The "No Magic" Moment: (RL) Agent Orchestration
The keynote by Sihem Amer-Yahia on "Training and Reusing AI Agents" addressed the engineering overhead of automated data exploration: an incremental, conversational process where users refine their understanding of what they want from a dataset. Historically, specialised Reinforcement Learning (RL) agents were trained for niche data exploration tasks—like identifying galaxy types in astronomy datasets or filtering specific e-commerce products.
(Note: In this context, an RL agent is a specialised "player"—an agent trained via trial-and-error to maximise a specific numerical reward within a defined environment. This is distinct from an LLM Agent, which relies on broad language prediction to plan and reason.)
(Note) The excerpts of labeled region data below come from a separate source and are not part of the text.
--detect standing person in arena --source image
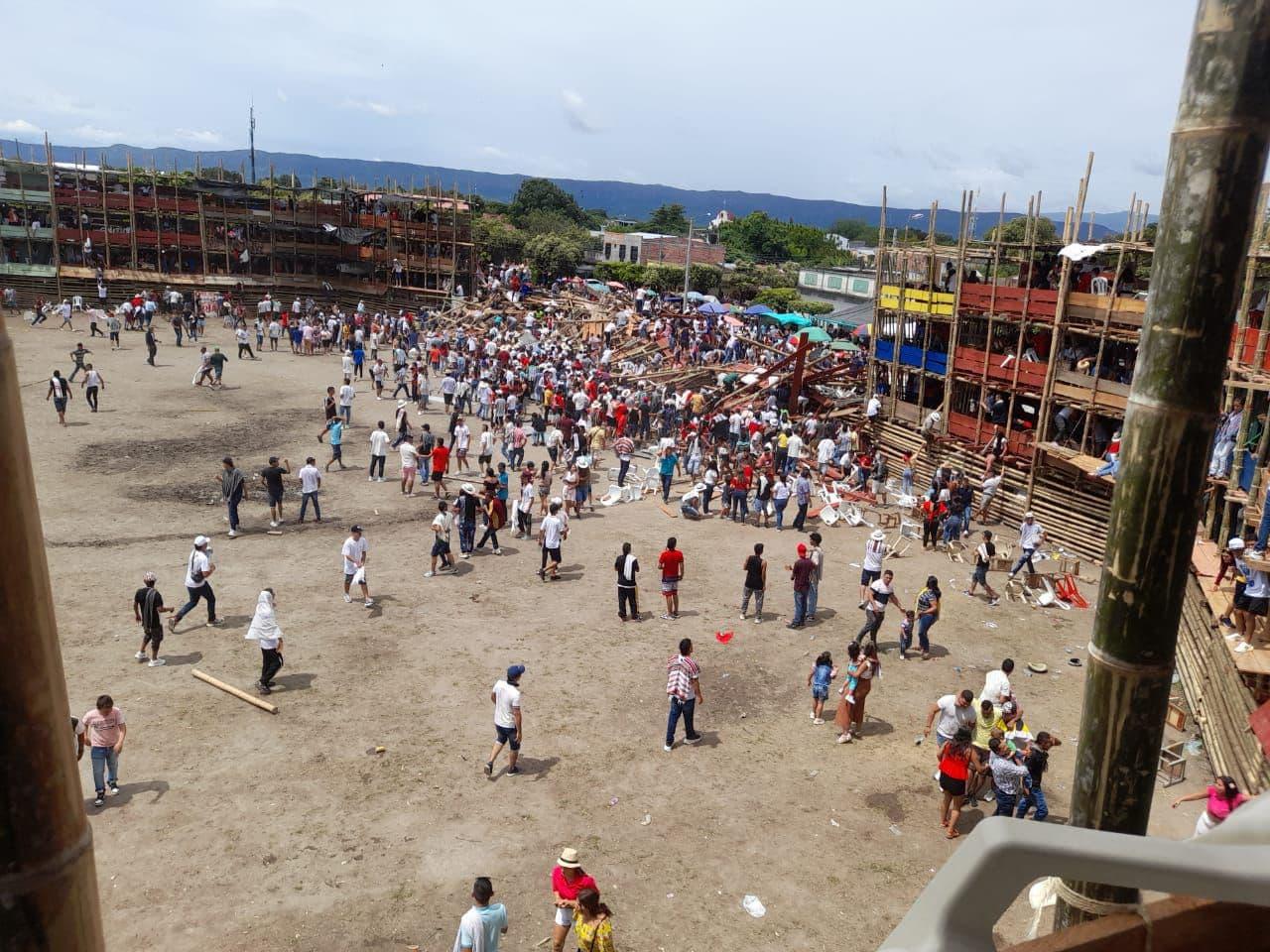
[260,456,291,530]
[613,542,643,622]
[856,568,904,645]
[1168,775,1248,837]
[485,663,525,776]
[340,526,375,608]
[298,456,321,522]
[132,572,177,667]
[245,589,283,694]
[219,456,248,538]
[740,542,767,625]
[662,639,703,753]
[80,364,105,413]
[168,536,221,631]
[366,420,389,482]
[539,503,569,581]
[857,530,888,608]
[45,371,71,426]
[657,536,684,621]
[75,694,128,807]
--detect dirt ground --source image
[8,316,1206,952]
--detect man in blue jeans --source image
[1015,731,1063,821]
[221,456,246,538]
[662,639,702,752]
[168,536,221,631]
[988,738,1030,816]
[75,694,128,806]
[1010,511,1045,579]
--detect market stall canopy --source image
[790,327,833,344]
[775,313,812,327]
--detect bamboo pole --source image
[190,667,278,713]
[1056,0,1270,928]
[0,323,105,952]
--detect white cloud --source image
[560,89,599,135]
[177,130,221,146]
[71,124,126,145]
[344,99,398,115]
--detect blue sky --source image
[0,0,1195,210]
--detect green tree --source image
[525,234,586,283]
[984,216,1058,245]
[507,178,589,227]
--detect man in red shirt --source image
[657,536,684,621]
[428,436,449,499]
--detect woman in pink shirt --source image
[1174,776,1248,837]
[552,847,599,952]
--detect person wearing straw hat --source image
[552,847,599,952]
[857,530,889,608]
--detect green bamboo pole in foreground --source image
[1056,0,1270,928]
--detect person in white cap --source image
[168,536,221,631]
[856,530,890,608]
[1225,536,1270,654]
[340,526,375,608]
[1008,509,1045,579]
[132,572,177,667]
[454,482,481,558]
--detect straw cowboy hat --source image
[557,847,581,870]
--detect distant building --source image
[798,268,877,303]
[599,231,724,267]
[710,208,736,231]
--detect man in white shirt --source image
[340,526,375,608]
[485,663,525,776]
[366,420,389,482]
[296,456,321,522]
[453,416,472,472]
[979,657,1024,724]
[339,377,357,426]
[539,503,568,581]
[856,530,888,608]
[168,536,221,631]
[1010,511,1045,579]
[398,434,419,496]
[423,499,454,579]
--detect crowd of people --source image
[22,276,1249,952]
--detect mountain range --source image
[5,142,1156,237]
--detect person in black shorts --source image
[132,572,177,667]
[260,456,291,530]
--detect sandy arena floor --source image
[6,316,1206,952]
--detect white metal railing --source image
[879,793,1270,952]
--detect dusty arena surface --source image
[6,316,1204,952]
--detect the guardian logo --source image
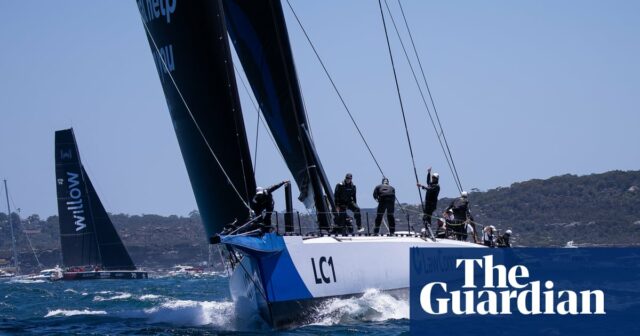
[67,172,87,232]
[420,255,606,315]
[137,0,178,23]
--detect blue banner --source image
[410,248,640,336]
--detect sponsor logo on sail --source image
[67,172,87,232]
[137,0,178,23]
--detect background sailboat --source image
[55,129,147,280]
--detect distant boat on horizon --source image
[55,128,148,280]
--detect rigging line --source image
[231,62,260,174]
[384,0,462,192]
[287,0,384,176]
[141,20,251,211]
[22,230,42,267]
[287,0,416,218]
[253,103,260,174]
[398,0,462,192]
[233,64,286,171]
[378,0,424,207]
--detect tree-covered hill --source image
[450,171,640,246]
[0,171,640,268]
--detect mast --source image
[222,0,333,228]
[137,0,256,238]
[4,180,20,274]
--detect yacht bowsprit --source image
[137,0,490,327]
[55,129,147,280]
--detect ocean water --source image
[0,275,409,335]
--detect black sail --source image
[223,0,332,217]
[137,0,256,237]
[82,167,136,270]
[55,129,100,266]
[55,129,135,270]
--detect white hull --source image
[223,236,482,327]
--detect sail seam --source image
[142,20,251,210]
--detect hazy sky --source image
[0,0,640,217]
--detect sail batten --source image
[223,0,328,218]
[137,0,256,237]
[55,129,135,270]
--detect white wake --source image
[311,289,409,325]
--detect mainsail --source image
[137,0,256,237]
[55,129,135,270]
[223,0,333,223]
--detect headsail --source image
[223,0,333,219]
[137,0,256,237]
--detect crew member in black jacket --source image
[444,191,475,240]
[373,177,396,234]
[333,173,364,232]
[418,167,440,229]
[251,181,289,227]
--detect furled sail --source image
[137,0,256,237]
[223,0,333,220]
[55,129,135,270]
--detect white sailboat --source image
[0,180,20,279]
[137,0,482,327]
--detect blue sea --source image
[0,275,409,335]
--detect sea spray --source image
[310,289,409,326]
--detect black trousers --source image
[373,197,396,234]
[448,220,467,241]
[256,206,273,226]
[336,202,362,229]
[422,205,436,228]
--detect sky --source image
[0,0,640,217]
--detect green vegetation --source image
[0,171,640,269]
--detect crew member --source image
[496,230,511,247]
[333,173,364,232]
[251,181,289,227]
[418,167,440,231]
[445,191,475,240]
[373,177,396,234]
[482,225,496,247]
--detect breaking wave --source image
[44,309,107,317]
[311,289,409,326]
[125,295,234,329]
[138,294,162,301]
[9,279,46,284]
[93,293,131,302]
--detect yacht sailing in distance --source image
[55,129,147,280]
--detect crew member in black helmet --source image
[333,173,364,232]
[373,177,396,234]
[444,191,475,240]
[418,167,440,231]
[251,181,289,227]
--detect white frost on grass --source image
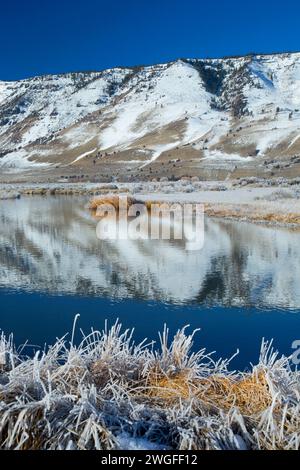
[117,432,168,450]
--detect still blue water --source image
[0,197,300,369]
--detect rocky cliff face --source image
[0,53,300,177]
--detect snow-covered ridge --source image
[0,53,300,168]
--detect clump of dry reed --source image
[88,194,152,211]
[0,323,300,450]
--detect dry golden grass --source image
[205,204,300,225]
[147,371,272,416]
[88,194,138,211]
[0,324,300,450]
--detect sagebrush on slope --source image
[0,323,300,450]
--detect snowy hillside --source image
[0,53,300,175]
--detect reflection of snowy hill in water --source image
[0,198,300,308]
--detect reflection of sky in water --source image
[0,197,300,368]
[0,198,300,308]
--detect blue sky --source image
[0,0,300,80]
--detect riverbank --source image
[0,324,300,450]
[0,178,300,227]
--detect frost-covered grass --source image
[0,324,300,450]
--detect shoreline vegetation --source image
[0,318,300,450]
[0,178,300,228]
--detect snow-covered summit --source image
[0,53,300,174]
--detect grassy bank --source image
[0,324,300,450]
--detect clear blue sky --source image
[0,0,300,80]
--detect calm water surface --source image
[0,197,300,368]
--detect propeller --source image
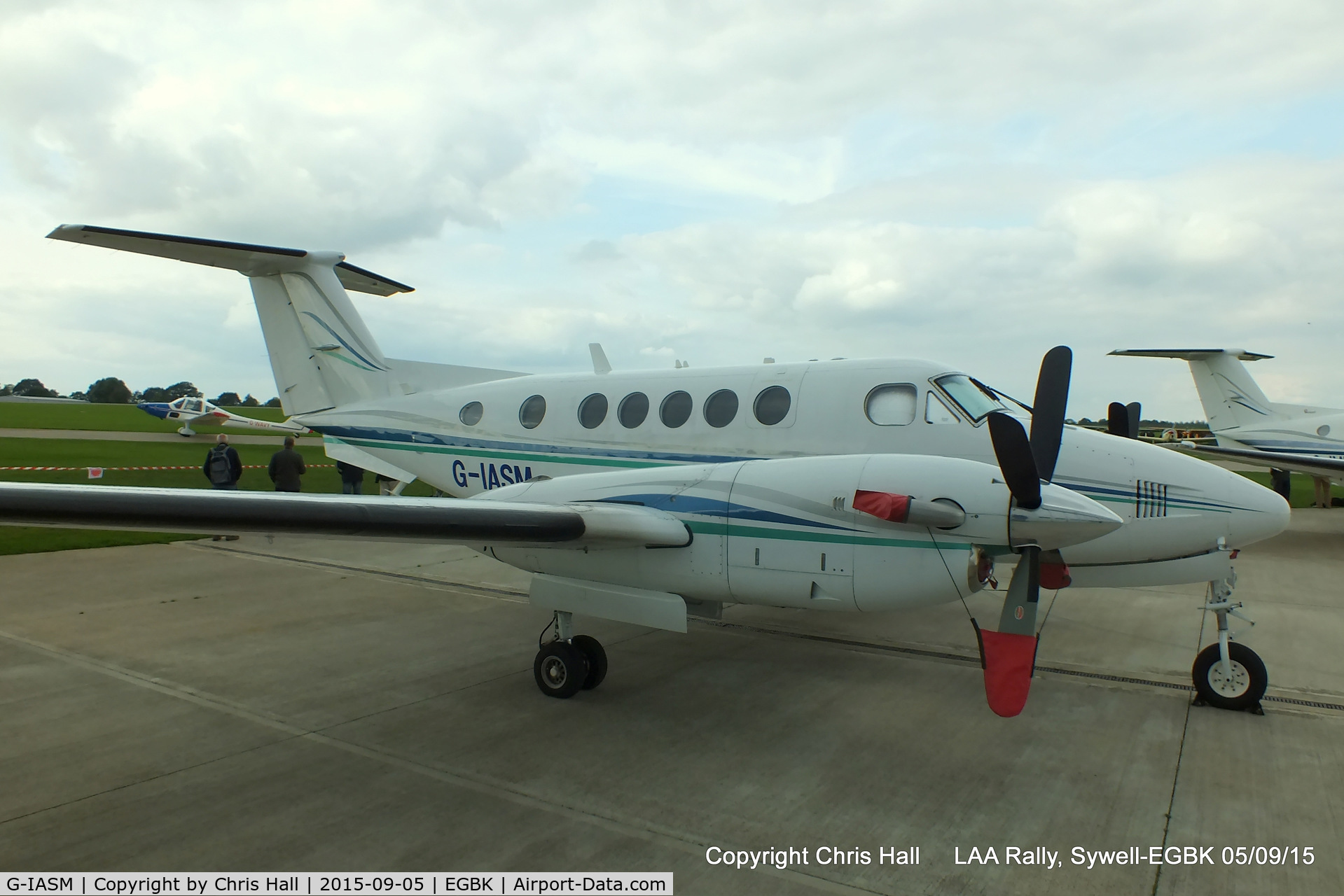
[976,345,1074,716]
[989,345,1074,510]
[1106,402,1142,440]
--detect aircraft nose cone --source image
[1227,473,1291,548]
[1008,485,1125,551]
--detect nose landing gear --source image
[532,610,606,700]
[1191,575,1269,716]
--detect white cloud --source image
[0,0,1344,414]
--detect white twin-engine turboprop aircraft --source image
[1111,348,1344,491]
[0,225,1289,715]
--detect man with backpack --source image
[200,433,243,489]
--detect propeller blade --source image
[1125,402,1142,440]
[1106,402,1129,438]
[1031,345,1074,482]
[989,411,1040,510]
[999,544,1040,636]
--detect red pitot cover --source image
[854,489,910,523]
[976,626,1037,719]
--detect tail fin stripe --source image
[304,312,387,371]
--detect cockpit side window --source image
[934,373,1004,423]
[924,392,957,423]
[863,383,920,426]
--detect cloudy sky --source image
[0,0,1344,419]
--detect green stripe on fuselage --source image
[684,520,993,551]
[341,437,666,469]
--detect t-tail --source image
[47,224,518,416]
[1111,348,1301,433]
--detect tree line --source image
[0,376,279,407]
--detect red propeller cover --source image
[1040,561,1074,591]
[854,489,910,523]
[971,621,1037,719]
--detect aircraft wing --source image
[1168,440,1344,478]
[0,482,691,548]
[215,408,312,434]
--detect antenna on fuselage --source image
[589,342,611,373]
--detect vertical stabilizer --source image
[1111,348,1285,433]
[249,253,391,414]
[47,224,524,415]
[47,224,411,415]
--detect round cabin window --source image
[579,392,606,430]
[705,390,738,430]
[658,391,693,430]
[518,395,546,430]
[457,402,485,426]
[751,386,793,426]
[616,392,649,430]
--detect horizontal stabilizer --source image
[1109,348,1274,361]
[0,482,691,548]
[47,224,414,295]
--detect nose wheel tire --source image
[1191,640,1269,709]
[571,634,606,690]
[532,640,589,700]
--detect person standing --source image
[336,461,364,494]
[200,433,243,489]
[266,435,307,491]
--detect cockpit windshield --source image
[934,373,1005,423]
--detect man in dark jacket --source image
[200,433,243,489]
[336,461,364,494]
[266,435,307,491]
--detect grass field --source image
[0,438,434,555]
[1242,470,1344,513]
[0,402,293,433]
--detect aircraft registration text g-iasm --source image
[0,871,673,896]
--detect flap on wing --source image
[1170,442,1344,478]
[0,482,691,548]
[47,224,413,295]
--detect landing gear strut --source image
[1191,573,1269,715]
[532,610,606,700]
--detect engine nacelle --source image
[477,454,1121,611]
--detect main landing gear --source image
[1191,573,1269,715]
[532,610,606,699]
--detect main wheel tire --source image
[571,634,606,690]
[532,640,589,700]
[1189,640,1269,709]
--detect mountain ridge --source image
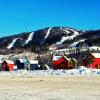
[0,26,100,54]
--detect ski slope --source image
[24,32,34,45]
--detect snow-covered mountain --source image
[0,27,100,53]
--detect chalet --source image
[70,58,77,69]
[90,53,100,69]
[2,60,14,71]
[25,60,38,70]
[52,56,69,69]
[15,59,27,69]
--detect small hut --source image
[16,59,27,69]
[70,58,77,69]
[2,60,14,71]
[29,60,38,70]
[52,56,69,69]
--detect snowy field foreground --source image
[0,66,100,77]
[0,75,100,100]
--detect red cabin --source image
[90,53,100,69]
[2,60,14,71]
[52,56,69,69]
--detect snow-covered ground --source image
[0,66,100,77]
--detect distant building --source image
[2,60,14,71]
[90,53,100,69]
[52,56,69,69]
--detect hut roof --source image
[92,53,100,58]
[5,60,14,64]
[19,59,27,63]
[29,60,38,64]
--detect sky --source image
[0,0,100,37]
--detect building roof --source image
[92,53,100,58]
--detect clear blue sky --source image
[0,0,100,36]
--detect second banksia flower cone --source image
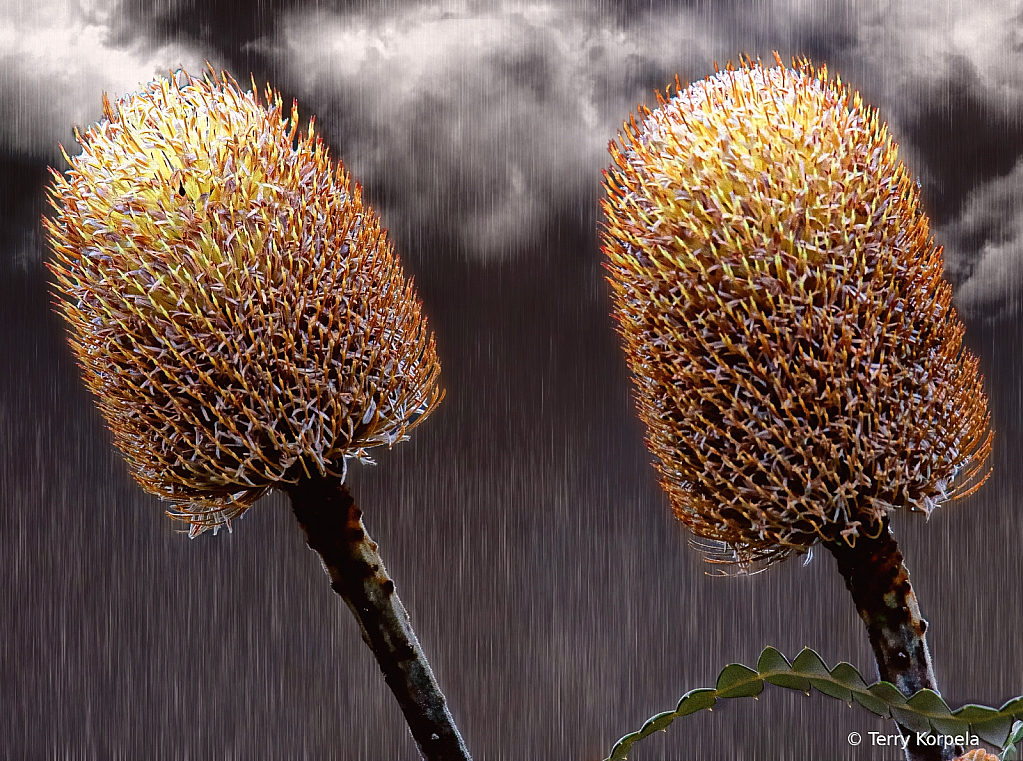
[46,73,469,761]
[47,70,441,533]
[604,56,991,758]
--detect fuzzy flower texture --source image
[604,60,991,569]
[46,73,441,535]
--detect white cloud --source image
[0,0,203,162]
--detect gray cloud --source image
[263,0,1023,311]
[261,3,728,256]
[6,0,1023,314]
[938,161,1023,318]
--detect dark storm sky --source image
[0,0,1023,761]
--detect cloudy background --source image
[0,0,1023,761]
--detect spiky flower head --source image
[46,72,441,534]
[603,59,991,569]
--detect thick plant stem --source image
[283,477,471,761]
[825,518,963,761]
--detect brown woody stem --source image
[825,518,963,761]
[283,477,472,761]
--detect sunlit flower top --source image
[46,73,441,534]
[604,56,991,568]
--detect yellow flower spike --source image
[45,73,441,533]
[603,59,991,568]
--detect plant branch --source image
[282,477,471,761]
[825,518,963,761]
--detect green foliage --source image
[998,721,1023,761]
[607,647,1023,761]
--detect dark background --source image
[0,0,1023,761]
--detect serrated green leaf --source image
[810,679,852,703]
[675,687,717,716]
[832,661,866,692]
[952,703,999,724]
[998,698,1023,720]
[852,691,892,719]
[905,689,952,718]
[971,715,1013,748]
[607,647,1023,761]
[757,647,792,675]
[605,732,643,761]
[998,720,1023,761]
[931,716,970,734]
[639,711,678,736]
[764,674,810,692]
[792,647,831,679]
[891,705,931,732]
[866,682,905,708]
[715,663,764,698]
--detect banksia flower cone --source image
[46,74,440,534]
[604,61,991,566]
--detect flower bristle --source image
[602,58,992,569]
[44,72,442,534]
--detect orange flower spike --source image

These agents achieve high optimisation but suffer from a fatal flaw: rigidity. Every new task requires retraining. The proposed way forward is not to replace these specialised agents, but to orchestrate them.
Instead of retraining a monolithic model for every new query, the architecture maintains a library of pre-trained, expert RL agents. When a new composite task arises, the system defines a composite reward function—calculated as a linear combination of the individual reward functions of the selected specialised agents. Combining their capabilities.
This is where the Large Language Model (LLM) enters, not as a generator, but as a planner. The LLM's strength in sequential reasoning and task decomposition makes it a natural candidate to decide which specialised agents to call and how to combine their outputs for a new user query. The LLM's role is to decompose the user's high-level intent into a sequence of calls to these specific agents.
However, this only works with rigorous "Context Engineering." The speaker emphasised that success depends on providing the LLM with a structured semantic map containing:
- RL Agent Capabilities: Precisely what each agent in the library can and cannot do, and what its purpose is.
- Data Structure: The structure and semantics of the target datasets.
- Session Goals: The specific boundaries of the user's exploration.
This curated context enables the LLM to function not just as a text generator, but as a knowledgeable planner that can map a user's natural language intent to a sequence of pre-existing data exploration capabilities. This moves the complexity from prompting (guessing magic words) to architecting (defining clear system constraints).
The Convergence Question
During the Q&A, my curiosity was fully piqued, and I couldn't resist asking the "uncomfortable" engineering question: In these orchestrated agent systems, is convergence—and more importantly, convergence to a global optimum—mathematically guaranteed?
The answer was a flat "No."
We are building systems that must embrace probabilistic outcomes and inherent uncertainty. I found this honest answer quite interesting, though personally, I feel it might be too optimistic. The lack of guaranteed convergence isn't just about potentially landing in a sub-optimal state; it introduces the risk of the system failing more dramatically—essentially, falling short of what it's supposed to achieve. For the enterprise, this is the critical constraint. We cannot promise deterministic perfection in agentic workflows; we can only engineer for robust probability.
The Verdict: The "Big Data" era of sheer volume is over. The era of secure, grounded, and probabilistic engineering has begun.